Rivian has received an order from Amazon to produce 100,000 electric delivery trucks by the end of 2030. Rivian will use a former Mitsubishi plant in Normal, Illinois, to build the vehicles. Rivian Automotive is facing intense competition from established automakers. Tesla is leading the EV charge, and Ford recently announced it will spend billions of dollars developing electric cars.
Rivian has been developing its R1T pickup, which has already received strong early preorders. The truck uses a quad-motor all-wheel drive system, and has a 0-60 mph time of 3.0 seconds. The R1T also uses a large battery pack mounted under the floor, and has a range of 230 miles. It was named Motor Trend’s truck of the year for 2022.
Rivian will start production in Normal, Illinois, in 2020. The plant will create 7,500 jobs, and the company expects the state to see a major economic impact from the plant.

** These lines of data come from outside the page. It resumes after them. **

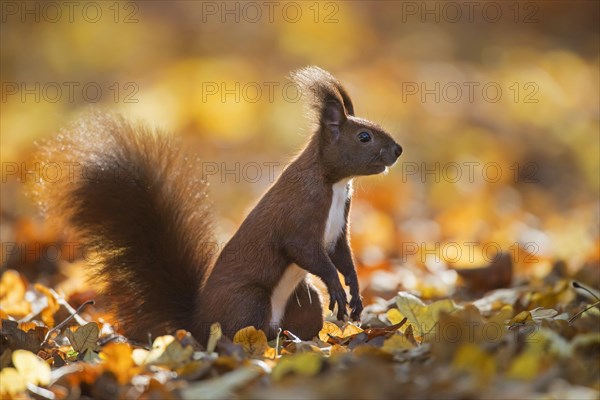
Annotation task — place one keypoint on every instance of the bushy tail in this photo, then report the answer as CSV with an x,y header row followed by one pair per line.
x,y
134,199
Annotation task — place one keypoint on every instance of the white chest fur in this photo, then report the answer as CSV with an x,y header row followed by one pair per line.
x,y
337,213
293,275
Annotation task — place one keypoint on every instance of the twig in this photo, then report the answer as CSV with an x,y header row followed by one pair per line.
x,y
69,318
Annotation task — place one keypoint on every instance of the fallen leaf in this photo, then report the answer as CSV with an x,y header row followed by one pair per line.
x,y
253,341
304,364
84,338
32,368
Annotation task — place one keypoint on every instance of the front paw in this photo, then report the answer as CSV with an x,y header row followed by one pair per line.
x,y
338,296
357,307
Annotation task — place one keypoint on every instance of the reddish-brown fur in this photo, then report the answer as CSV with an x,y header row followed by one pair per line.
x,y
151,225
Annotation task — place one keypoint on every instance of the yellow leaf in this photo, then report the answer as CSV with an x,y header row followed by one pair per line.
x,y
84,338
305,364
397,342
394,316
11,382
423,318
47,313
329,328
521,318
12,294
168,351
253,341
470,357
350,329
31,368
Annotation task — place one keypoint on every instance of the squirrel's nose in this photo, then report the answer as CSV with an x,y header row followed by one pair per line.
x,y
397,150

Rivian’s stock has fallen from its IPO highs, but the company’s enterprise value to sales ratio is still below eight, which means the stock is still relatively cheap. Rivian has not announced a sales model yet, but it is likely to sell through a dealer network, like Tesla.
Rivian’s R1T truck is the company’s flagship pick, and has received strong early preorders. The R1T has a range of more than 400 miles, and will have a 250-mile range in January 2022. The truck uses a dedicated electric platform, making it a contender against Ford’s GMC Sierra and GMC Canyon.